Funny, ironically, it's actually a Hallmark card, which, again anyone who knows me will tell you, I loathe...
The message inside reads:
courage uncovers strength,
grace reveals beauty,
time strips away the frivolous,
life layers on experience,
and you have become magnificent.
Pretty lame. It's what the sender wrote that is so beautiful, because for once it wasn't just more pages of childish fantasies or musings or wide-eyed, little school girl wishes written like a Harlequin novel. The beauty is in the truth.
It reads:
John, There's just something about this card that I like. I know things haven't been ideal lately, but hopefully it will straighten out very soon. I hope you have a wonderful birthday. I love you.
I'll leave the sender's name off. That's no one's business. Obviously this person missed my birthday. I actually remember her leaving this card and some presents at my door, sneaking away like a thief. It looks like life was getting serious, and people have such a hard time with that. Not sure why. And unfortunately, things--birthdays and things--didn't work out the way she hoped.
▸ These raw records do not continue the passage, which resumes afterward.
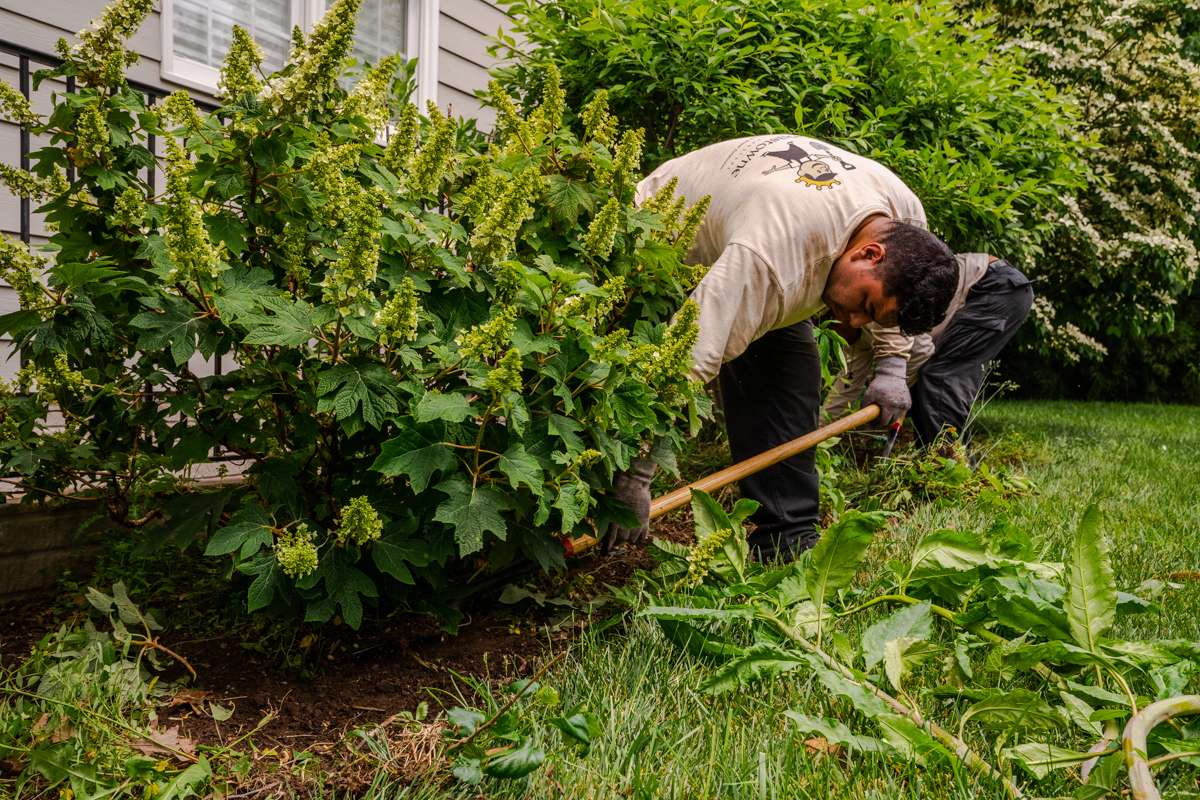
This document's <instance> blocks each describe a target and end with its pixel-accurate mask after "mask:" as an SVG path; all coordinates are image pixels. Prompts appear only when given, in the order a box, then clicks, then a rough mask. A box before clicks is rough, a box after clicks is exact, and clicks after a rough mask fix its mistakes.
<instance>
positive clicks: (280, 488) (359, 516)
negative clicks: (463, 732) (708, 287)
mask: <svg viewBox="0 0 1200 800" xmlns="http://www.w3.org/2000/svg"><path fill="white" fill-rule="evenodd" d="M359 2H360V0H338V2H336V4H334V6H332V7H331V8H330V11H329V12H328V14H326V17H325V19H324V20H323V22H322V23H320V25H319V26H318V28H317V29H316V30H314V31H313V32H312V34H311V36H310V37H307V40H305V38H304V37H302V36H300V35H299V34H298V35H296V37H295V42H294V47H293V53H292V56H290V60H289V62H288V64H287V66H284V67H283V68H282V70H281V71H280V72H277V73H275V74H269V76H268V74H263V72H262V70H260V55H259V52H258V48H257V46H256V44H254V42H253V41H252V40H251V37H250V36H247V35H246V34H245V32H244V31H235V35H234V40H233V46H232V49H230V53H229V56H228V60H227V62H226V65H224V68H223V70H222V77H221V86H222V91H223V106H222V107H221V108H220V109H218V110H217V112H216V113H214V114H200V113H198V112H197V109H196V107H194V106H193V104H192V102H191V100H188V97H187V96H186V95H184V94H179V95H175V96H172V97H170V98H168V100H167V101H166V102H163V103H162V104H161V106H158V107H155V108H148V107H146V106H145V103H144V101H143V97H142V95H139V94H138V92H136V91H133V90H132V89H130V88H128V85H127V84H126V83H125V79H124V77H122V74H124V68H125V66H126V65H127V62H128V61H130V59H131V58H132V56H130V55H127V54H126V52H125V49H124V47H122V46H121V40H122V38H124V37H126V36H128V35H130V34H132V32H133V31H134V30H137V28H138V25H139V24H140V22H142V19H143V18H144V17H145V14H146V13H149V11H150V7H151V2H150V0H118V2H115V4H114V5H113V6H112V7H110V8H109V11H108V12H106V14H104V17H103V18H102V19H101V20H98V22H97V24H96V26H95V28H94V29H91V30H90V32H89V34H88V35H86V36H85V37H84V38H82V43H80V44H79V46H77V47H76V48H73V49H72V48H67V47H65V46H64V47H62V48H61V49H62V56H64V62H62V66H61V67H59V68H55V70H53V71H49V72H48V74H50V76H71V74H73V76H76V77H77V79H78V82H79V92H78V94H77V95H74V96H71V97H66V96H59V97H58V98H56V104H55V107H54V110H53V113H52V114H50V116H49V118H48V119H46V120H43V119H40V118H37V116H36V115H35V114H32V112H31V110H30V109H29V107H28V104H25V103H24V102H23V101H22V100H20V97H19V96H13V95H12V92H7V94H5V95H2V96H0V103H2V106H0V109H2V113H4V114H5V115H6V116H7V118H8V119H14V120H17V121H20V122H24V124H26V125H29V126H31V128H32V130H34V131H35V132H37V133H41V134H44V136H47V137H48V138H49V140H50V142H52V144H50V146H47V148H44V149H42V150H40V151H37V152H35V154H34V156H32V161H34V167H32V174H31V175H26V174H22V173H5V175H4V179H5V181H6V184H8V185H10V186H12V187H14V190H17V191H20V192H22V193H25V194H30V196H35V197H36V198H37V200H38V203H41V207H42V210H43V211H44V212H46V215H47V219H48V221H49V222H50V223H52V224H53V225H55V228H56V231H55V233H54V235H53V239H52V245H50V247H49V248H48V249H47V251H46V252H44V253H30V252H28V251H26V249H24V248H23V247H22V246H20V245H19V243H18V242H14V241H5V242H4V243H2V245H0V270H2V272H4V275H5V277H6V278H7V279H8V281H10V282H12V283H13V284H14V285H17V287H18V289H19V291H20V301H22V308H20V311H18V312H16V313H12V314H8V315H6V317H4V318H0V329H2V331H4V332H5V333H6V335H8V336H12V337H13V338H16V339H17V341H18V343H19V344H20V347H22V349H23V351H24V353H25V354H26V366H25V367H24V368H23V371H22V377H20V379H19V380H18V381H17V384H16V385H12V386H5V387H2V392H0V426H2V428H4V432H5V437H4V441H2V444H0V464H2V467H4V469H5V470H6V473H7V474H10V475H16V476H18V477H19V480H20V485H22V487H23V489H24V491H25V492H26V495H25V497H26V500H37V499H42V498H46V497H52V495H59V494H65V493H72V492H79V493H82V494H83V495H100V497H102V498H104V500H106V501H107V504H108V510H109V516H110V517H112V518H113V519H114V521H116V522H118V523H121V524H124V525H125V527H126V529H132V528H139V527H140V528H145V529H146V531H145V533H144V534H140V535H144V536H148V537H150V539H158V540H174V541H178V542H188V541H192V540H194V539H197V537H200V539H204V537H205V536H206V543H205V547H206V552H208V553H209V554H211V555H217V557H228V558H232V560H233V564H234V566H235V569H236V571H238V572H241V573H245V575H248V576H252V582H251V584H250V590H248V596H250V608H251V609H257V608H263V607H266V606H271V604H275V606H284V607H289V608H293V609H302V613H304V614H305V616H306V619H308V620H316V621H324V620H329V619H331V618H334V616H335V615H338V614H340V615H341V618H342V619H343V620H344V621H346V622H348V624H349V625H352V626H358V625H359V624H360V621H361V619H362V613H364V603H365V602H376V601H374V599H377V597H379V596H380V595H383V596H386V597H389V599H391V600H400V601H404V602H426V603H432V602H434V601H433V600H431V597H436V596H437V591H436V590H437V589H440V588H443V587H444V585H445V584H446V583H448V582H449V581H450V579H451V578H454V577H455V576H457V575H460V573H467V572H468V571H470V572H478V571H479V566H480V563H479V561H478V559H479V558H480V557H482V558H485V559H486V561H485V563H484V564H485V565H491V566H493V567H494V566H502V565H504V564H505V563H508V561H511V560H512V559H515V558H518V557H523V558H532V559H534V560H536V561H538V563H539V564H541V565H544V566H545V567H552V566H554V565H557V564H560V563H562V558H563V547H562V545H560V543H559V541H558V537H559V536H563V535H571V534H578V533H583V531H588V533H592V531H593V525H596V524H602V523H604V522H605V521H606V519H610V518H612V516H613V515H617V516H619V515H620V513H622V510H620V509H614V507H611V504H608V503H607V500H606V498H605V495H604V488H605V487H607V486H608V485H610V482H611V479H612V475H613V474H614V471H617V470H620V469H624V468H626V467H628V465H629V462H630V459H631V458H632V457H634V456H636V455H638V452H640V451H650V452H652V456H653V457H654V458H656V459H659V461H660V463H662V464H664V465H666V467H668V468H671V467H672V465H673V464H672V462H673V449H674V446H677V445H678V444H679V440H680V437H682V435H684V434H683V433H682V432H680V431H685V429H686V428H688V425H689V422H690V423H691V425H696V423H697V416H698V415H700V414H702V413H703V408H702V407H701V403H702V393H697V387H696V386H692V385H691V384H690V383H689V379H688V367H689V360H688V356H689V351H690V349H691V343H692V342H694V338H695V335H696V311H695V307H694V306H691V305H685V303H684V301H685V297H686V295H688V293H689V290H690V289H691V287H692V285H694V284H695V282H696V281H697V279H698V277H700V275H701V272H700V270H697V267H694V266H686V265H684V264H683V261H682V255H680V254H682V253H683V252H685V251H686V247H688V243H689V239H690V236H691V235H692V233H694V231H695V228H696V225H697V224H698V221H700V215H701V213H702V209H694V210H688V209H683V207H677V206H674V205H672V204H670V203H668V201H666V200H665V199H664V198H655V199H654V200H653V201H652V203H648V204H647V205H646V206H644V207H642V209H635V207H634V205H632V194H634V186H635V181H636V180H637V175H638V168H640V167H638V161H640V154H641V146H642V136H641V132H638V131H626V132H623V133H620V132H618V130H617V124H616V120H613V118H612V115H611V114H610V113H608V112H607V109H606V107H605V106H604V104H602V103H594V104H593V106H590V107H589V108H588V109H587V113H588V119H589V125H588V127H587V128H586V131H584V132H583V133H582V136H575V134H572V133H570V132H568V131H565V130H564V128H563V127H562V118H563V114H564V110H565V109H564V97H563V92H562V90H560V89H559V85H558V78H557V73H556V72H554V71H553V70H547V71H546V74H545V76H544V78H545V79H544V82H542V88H541V90H540V92H539V96H538V98H534V100H535V102H534V103H530V104H532V106H534V107H533V108H532V110H529V112H528V113H520V112H517V108H516V104H515V103H514V101H512V100H510V98H509V97H508V96H505V95H504V94H503V91H500V90H499V89H498V88H493V95H492V102H493V104H494V106H496V108H497V112H498V115H499V122H498V130H497V131H496V133H494V137H493V138H492V139H491V140H487V142H484V140H481V139H480V138H479V137H478V136H472V133H470V130H468V128H463V127H461V126H460V125H458V124H456V122H455V121H454V120H450V119H446V118H445V116H443V115H442V114H440V113H438V110H437V109H436V108H432V107H431V108H430V109H428V113H427V115H420V114H419V113H418V109H415V108H414V107H413V106H410V104H407V102H406V100H404V98H406V97H407V89H408V85H409V82H408V74H409V73H408V71H407V67H406V65H403V64H402V62H401V61H400V60H398V59H395V58H392V59H385V60H383V61H382V62H379V64H378V65H376V66H374V67H373V68H371V70H370V71H367V72H366V73H365V74H362V76H361V77H360V79H359V80H358V83H356V84H354V86H353V88H352V89H349V90H347V89H344V88H343V83H342V82H341V80H340V78H341V76H342V72H343V64H344V62H346V54H347V53H348V50H349V47H350V42H352V38H350V37H352V34H353V29H354V16H355V12H356V10H358V6H359ZM44 77H47V76H46V74H42V76H40V78H42V79H44ZM384 126H388V130H389V132H390V138H389V139H388V143H386V144H385V145H382V144H378V140H379V138H380V136H379V134H380V131H382V128H384ZM148 134H152V136H156V137H161V138H162V140H163V142H164V143H166V156H167V157H166V163H164V168H166V172H167V180H166V187H164V188H163V191H162V192H161V193H158V194H154V193H152V192H151V187H150V186H149V185H148V184H146V181H145V180H144V174H145V169H146V167H148V166H150V164H152V163H154V156H152V155H151V152H150V151H149V150H148V149H146V146H145V144H144V143H145V140H146V136H148ZM68 167H73V169H74V173H73V174H74V180H73V181H72V182H71V184H70V185H68V184H67V178H66V170H67V168H68ZM197 355H199V356H203V357H204V359H214V357H216V356H221V357H222V360H223V363H224V369H223V372H222V374H217V375H199V374H197V373H196V372H194V371H193V367H192V366H191V365H192V363H193V362H194V357H196V356H197ZM52 413H61V419H62V420H64V422H65V425H64V426H62V427H61V428H59V427H54V426H52V425H50V417H52ZM680 422H682V423H683V425H680ZM217 453H221V455H232V456H235V457H236V458H239V459H242V461H244V463H245V464H246V465H247V469H246V480H245V481H244V482H240V483H234V485H232V486H229V487H227V488H224V489H223V491H220V492H205V493H199V492H194V491H187V487H186V486H185V485H182V483H181V481H180V476H181V475H182V474H185V473H186V471H187V470H188V468H191V467H193V465H196V464H202V463H205V462H208V461H209V459H210V458H211V457H212V456H214V455H217ZM164 497H175V498H178V499H175V500H172V501H164V500H163V499H162V498H164ZM624 513H628V512H624ZM466 557H470V560H472V563H470V564H468V563H466V561H464V559H466ZM418 587H419V588H420V589H419V590H416V588H418ZM431 589H432V590H433V591H431Z"/></svg>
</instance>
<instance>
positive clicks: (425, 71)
mask: <svg viewBox="0 0 1200 800" xmlns="http://www.w3.org/2000/svg"><path fill="white" fill-rule="evenodd" d="M329 5H331V2H330V0H162V53H163V58H162V77H163V78H164V79H167V80H170V82H173V83H178V84H182V85H185V86H190V88H192V89H198V90H200V91H205V92H215V91H216V89H217V79H218V78H220V74H221V64H222V62H223V61H224V56H226V53H228V50H229V42H230V40H232V31H233V26H234V25H241V26H242V28H245V29H246V30H247V31H248V32H250V34H251V36H253V37H254V40H256V41H257V42H258V43H259V46H260V47H262V48H263V55H264V59H263V66H264V68H265V70H266V71H268V72H270V71H274V70H277V68H278V67H281V66H283V64H284V61H286V60H287V55H288V50H289V48H290V46H292V29H293V28H294V26H296V25H299V26H300V28H301V29H302V30H305V31H311V30H312V28H313V25H316V24H317V22H318V20H319V19H320V17H322V14H324V13H325V10H326V7H328V6H329ZM438 5H439V4H438V0H364V2H362V7H361V8H360V11H359V22H358V26H356V29H355V32H354V40H355V41H354V53H353V55H354V58H356V59H358V60H359V61H361V62H370V64H374V62H376V61H378V60H379V59H380V58H383V56H385V55H390V54H392V53H404V54H406V55H408V56H410V58H418V64H419V65H420V66H419V67H418V72H419V74H418V97H416V100H419V101H421V102H424V100H425V98H427V97H436V91H437V19H438ZM426 54H428V56H427V58H421V56H425V55H426Z"/></svg>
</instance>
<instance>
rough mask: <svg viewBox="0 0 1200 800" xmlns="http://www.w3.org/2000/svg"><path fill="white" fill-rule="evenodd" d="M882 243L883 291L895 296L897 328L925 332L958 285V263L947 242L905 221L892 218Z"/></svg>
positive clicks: (957, 287)
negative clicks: (883, 251) (950, 251)
mask: <svg viewBox="0 0 1200 800" xmlns="http://www.w3.org/2000/svg"><path fill="white" fill-rule="evenodd" d="M881 243H882V245H883V247H884V248H886V251H887V252H886V253H884V255H883V259H882V260H881V261H880V270H881V272H882V275H883V291H884V294H887V295H888V296H893V297H895V299H896V308H898V309H899V318H898V321H899V325H900V330H901V331H904V332H905V333H907V335H908V336H916V335H917V333H925V332H926V331H929V330H931V329H932V327H934V326H935V325H937V324H938V323H941V321H942V319H944V318H946V309H947V307H948V306H949V305H950V299H952V297H953V296H954V291H955V290H956V289H958V288H959V263H958V260H956V259H955V258H954V253H952V252H950V248H949V247H947V246H946V242H943V241H942V240H941V239H938V237H937V236H935V235H934V234H931V233H929V231H928V230H923V229H922V228H918V227H916V225H910V224H907V223H905V222H896V221H893V222H892V227H890V228H889V229H888V231H887V233H886V234H884V235H883V239H882V240H881Z"/></svg>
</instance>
They rarely do.
I love every aspect of life, the good, the bad, the messy, the grey area. But there are people for whom every day has to be sunny, real life scares the bejesus out of them....I guess I've seen enough stormy weather in my life that I'll take a good old partly cloudy day with a forty percent chance of afternoon thundershowers. You're assured a little sunshine, and the chance of no rain is in your favor.
But that's really about it. I was stopped for a second this afternoon, on this day when I'm sick and decided to tackle one more box.